Mulheres do Polo da Borborema realizam lançamento regional da 10ª Marcha pela Vida das Mulheres e pela Agroecologia

Na manhã da última sexta-feira, 23 de novembro, uma programação festiva durante a Feira Agroecológica de Remígio-PB, lançou oficialmente a 10ª Marcha pela Vida das Mulheres e pela Agroecologia. O lançamento regional contou com a participação de mulheres representantes do município e dos outras 12 cidades onde o Polo da Borborema atua. O Polo é uma articulação de 13 sindicatos de trabalhadores rurais da região da Borborema e há 10 anos promove no dia 08 de março a Marcha.

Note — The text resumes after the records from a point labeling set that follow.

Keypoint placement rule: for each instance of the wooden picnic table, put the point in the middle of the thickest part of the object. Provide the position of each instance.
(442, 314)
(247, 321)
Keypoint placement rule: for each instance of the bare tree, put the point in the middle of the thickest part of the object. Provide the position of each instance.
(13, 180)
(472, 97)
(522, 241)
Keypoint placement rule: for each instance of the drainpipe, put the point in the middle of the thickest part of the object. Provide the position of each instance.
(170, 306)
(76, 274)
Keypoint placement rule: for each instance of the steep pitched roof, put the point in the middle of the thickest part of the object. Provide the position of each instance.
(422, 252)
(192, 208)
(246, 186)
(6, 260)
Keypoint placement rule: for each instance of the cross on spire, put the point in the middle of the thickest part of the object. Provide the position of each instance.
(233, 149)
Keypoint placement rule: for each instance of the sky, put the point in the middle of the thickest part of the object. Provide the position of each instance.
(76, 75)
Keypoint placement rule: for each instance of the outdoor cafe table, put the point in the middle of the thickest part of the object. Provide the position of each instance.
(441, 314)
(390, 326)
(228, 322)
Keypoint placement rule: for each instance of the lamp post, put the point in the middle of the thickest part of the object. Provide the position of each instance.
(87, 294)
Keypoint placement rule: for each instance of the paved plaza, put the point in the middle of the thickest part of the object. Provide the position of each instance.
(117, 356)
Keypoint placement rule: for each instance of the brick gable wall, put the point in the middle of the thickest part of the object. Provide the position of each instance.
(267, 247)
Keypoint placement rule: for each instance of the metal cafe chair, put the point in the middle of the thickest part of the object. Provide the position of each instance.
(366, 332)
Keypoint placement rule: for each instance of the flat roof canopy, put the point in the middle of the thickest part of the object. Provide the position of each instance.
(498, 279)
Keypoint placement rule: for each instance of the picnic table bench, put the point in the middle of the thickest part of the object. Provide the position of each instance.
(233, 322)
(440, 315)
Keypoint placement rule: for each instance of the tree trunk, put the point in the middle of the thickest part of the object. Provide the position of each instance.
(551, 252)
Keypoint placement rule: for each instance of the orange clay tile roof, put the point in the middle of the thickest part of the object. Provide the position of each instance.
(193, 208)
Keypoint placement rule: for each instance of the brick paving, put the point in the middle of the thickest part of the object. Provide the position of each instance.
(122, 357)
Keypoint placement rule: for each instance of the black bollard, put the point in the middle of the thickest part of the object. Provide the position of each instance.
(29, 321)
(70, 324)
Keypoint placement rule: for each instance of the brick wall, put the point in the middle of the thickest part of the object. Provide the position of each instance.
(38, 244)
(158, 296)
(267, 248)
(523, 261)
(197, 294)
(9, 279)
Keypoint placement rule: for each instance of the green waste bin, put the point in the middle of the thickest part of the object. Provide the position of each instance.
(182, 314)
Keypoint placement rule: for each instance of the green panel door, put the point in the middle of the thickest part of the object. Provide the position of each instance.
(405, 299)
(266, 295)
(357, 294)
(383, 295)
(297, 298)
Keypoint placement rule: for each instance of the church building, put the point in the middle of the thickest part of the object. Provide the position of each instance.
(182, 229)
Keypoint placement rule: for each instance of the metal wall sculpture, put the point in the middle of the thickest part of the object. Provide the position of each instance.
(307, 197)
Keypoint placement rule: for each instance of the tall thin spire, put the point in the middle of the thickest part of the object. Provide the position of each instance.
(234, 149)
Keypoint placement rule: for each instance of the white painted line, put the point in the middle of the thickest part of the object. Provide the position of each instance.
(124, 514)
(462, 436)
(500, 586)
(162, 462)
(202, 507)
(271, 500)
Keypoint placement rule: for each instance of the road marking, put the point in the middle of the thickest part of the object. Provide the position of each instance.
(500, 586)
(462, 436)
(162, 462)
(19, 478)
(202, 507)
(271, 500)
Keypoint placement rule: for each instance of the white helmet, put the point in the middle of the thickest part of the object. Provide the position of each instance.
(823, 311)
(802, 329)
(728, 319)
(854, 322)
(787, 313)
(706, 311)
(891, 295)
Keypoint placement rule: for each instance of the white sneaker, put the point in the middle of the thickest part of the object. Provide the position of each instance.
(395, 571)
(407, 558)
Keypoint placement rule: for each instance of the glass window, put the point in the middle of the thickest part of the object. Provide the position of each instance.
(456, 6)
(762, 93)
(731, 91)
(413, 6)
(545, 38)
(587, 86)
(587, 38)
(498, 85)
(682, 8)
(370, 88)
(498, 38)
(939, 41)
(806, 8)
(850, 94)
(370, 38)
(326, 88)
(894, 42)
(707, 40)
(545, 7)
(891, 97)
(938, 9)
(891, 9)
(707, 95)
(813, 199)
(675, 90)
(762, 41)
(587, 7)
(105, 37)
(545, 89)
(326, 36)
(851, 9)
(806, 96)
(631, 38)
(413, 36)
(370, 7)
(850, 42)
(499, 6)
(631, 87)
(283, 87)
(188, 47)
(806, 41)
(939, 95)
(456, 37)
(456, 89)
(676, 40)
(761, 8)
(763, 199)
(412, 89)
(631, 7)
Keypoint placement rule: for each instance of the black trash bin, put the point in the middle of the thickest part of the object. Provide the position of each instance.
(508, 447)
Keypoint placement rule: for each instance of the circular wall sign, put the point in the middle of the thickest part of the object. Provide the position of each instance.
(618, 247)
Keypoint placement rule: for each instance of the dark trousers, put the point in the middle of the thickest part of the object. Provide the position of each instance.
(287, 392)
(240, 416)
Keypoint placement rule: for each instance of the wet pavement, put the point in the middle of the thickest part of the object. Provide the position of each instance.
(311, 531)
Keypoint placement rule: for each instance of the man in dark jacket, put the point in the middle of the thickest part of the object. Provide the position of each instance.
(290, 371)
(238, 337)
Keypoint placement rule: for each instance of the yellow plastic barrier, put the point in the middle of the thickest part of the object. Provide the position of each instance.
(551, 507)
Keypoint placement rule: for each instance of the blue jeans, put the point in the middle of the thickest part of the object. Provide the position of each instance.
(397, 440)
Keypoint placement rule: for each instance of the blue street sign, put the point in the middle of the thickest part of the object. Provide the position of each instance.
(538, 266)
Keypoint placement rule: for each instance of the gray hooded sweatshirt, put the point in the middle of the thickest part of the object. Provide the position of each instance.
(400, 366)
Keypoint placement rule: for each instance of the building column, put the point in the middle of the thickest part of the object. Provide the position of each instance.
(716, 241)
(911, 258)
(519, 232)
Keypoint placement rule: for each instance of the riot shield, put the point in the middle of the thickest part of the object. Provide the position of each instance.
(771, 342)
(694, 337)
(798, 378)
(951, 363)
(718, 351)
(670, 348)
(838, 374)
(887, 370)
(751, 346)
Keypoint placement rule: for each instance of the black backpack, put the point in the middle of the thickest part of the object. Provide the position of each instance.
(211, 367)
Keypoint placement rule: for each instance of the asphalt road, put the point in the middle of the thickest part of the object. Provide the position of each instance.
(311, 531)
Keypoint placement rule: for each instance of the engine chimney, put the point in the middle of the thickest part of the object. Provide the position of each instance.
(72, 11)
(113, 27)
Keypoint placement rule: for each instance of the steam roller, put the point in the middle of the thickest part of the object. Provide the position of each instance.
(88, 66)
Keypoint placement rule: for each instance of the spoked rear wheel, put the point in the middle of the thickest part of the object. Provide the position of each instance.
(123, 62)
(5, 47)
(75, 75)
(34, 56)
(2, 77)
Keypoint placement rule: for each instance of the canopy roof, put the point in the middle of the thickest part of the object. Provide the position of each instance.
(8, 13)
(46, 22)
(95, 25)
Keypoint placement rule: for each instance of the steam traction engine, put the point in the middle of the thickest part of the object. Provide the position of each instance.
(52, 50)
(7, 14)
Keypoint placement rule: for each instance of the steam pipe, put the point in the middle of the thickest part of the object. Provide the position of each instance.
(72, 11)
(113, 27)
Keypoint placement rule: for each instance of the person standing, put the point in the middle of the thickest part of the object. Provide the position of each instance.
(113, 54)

A atividade, que marca o dia internacional da mulher na região, tem o duplo objetivo de dar visibilidade ao papel das mulheres camponesas na construção da agricultura familiar agroecológica e de denunciar todas as formas de violência contra a mulher. Em sua última edição o evento levou um público de mais de cinco mil agricultoras às ruas de São Sebastião de Lagoa de Roça-PB.

A cada ano a Marcha acontece em um dos municípios do Polo e, ao completar sua primeira década de atuação, a Marcha retorna à cidade onde surgiu, Remígio-PB: “Há 10 anos nós decidimos que queríamos ir para a rua dizer que as mulheres camponesas existem, pois o nosso trabalho não era reconhecido. Dizer também que o trabalho doméstico e de cuidados não é só das mulheres, ele precisa ser dividido. Há 10 anos a gente vem fazendo essas lutas. Há 10 anos elas vem encontrando o seu caminho, de entender que a mulher não é uma propriedade. Ela é dona dela mesma e lugar de mulher é onde ela quiser”, disse Roselita Vitor, liderança do Polo da Borborema e do municípios de Remígio.

Todos os anos, em suas dezenas de reuniões preparatórias nas comunidades, a marcha trabalha um tema específico. Em 2019, trará a reflexão sobre o tema do racismo e sobre como ele recai de forma particular sobre a vida das mulheres. O assunto será tema de reflexão nos encontros, sempre buscando partir das histórias de vida das mulheres, suas trajetórias e seus caminhos de superação. O evento de lançamento foi iniciado com uma mística, onde esteve presente o tema da autoafirmação das mulheres negras, através de cânticos, literatura de cordel, música e danças que lembram as tradições africanas, a exemplo da ciranda.

Durante o lançamento, foram homenageadas ainda três agricultoras-experimentadoras, mulheres negras, sendo uma do município de São Sebastião de Lagoa de Roça, dona Miralva Fernandes da Silva, de 45 anos, do Sítio Camucá. E outras duas agricultoras de Remígio, dona Antônia Ferreira da Silva, de 65 anos, do Assentamento Irmã Dorothy e Maria do Socorro dos Santos Belarmino, de 59 anos, do Sítio Macaquinhos. Durante a homenagem, suas histórias de luta e de superação foram lembradas como exemplos que inspiram e ajudam outras mulheres a seguir pelo enfrentamento das desigualdades.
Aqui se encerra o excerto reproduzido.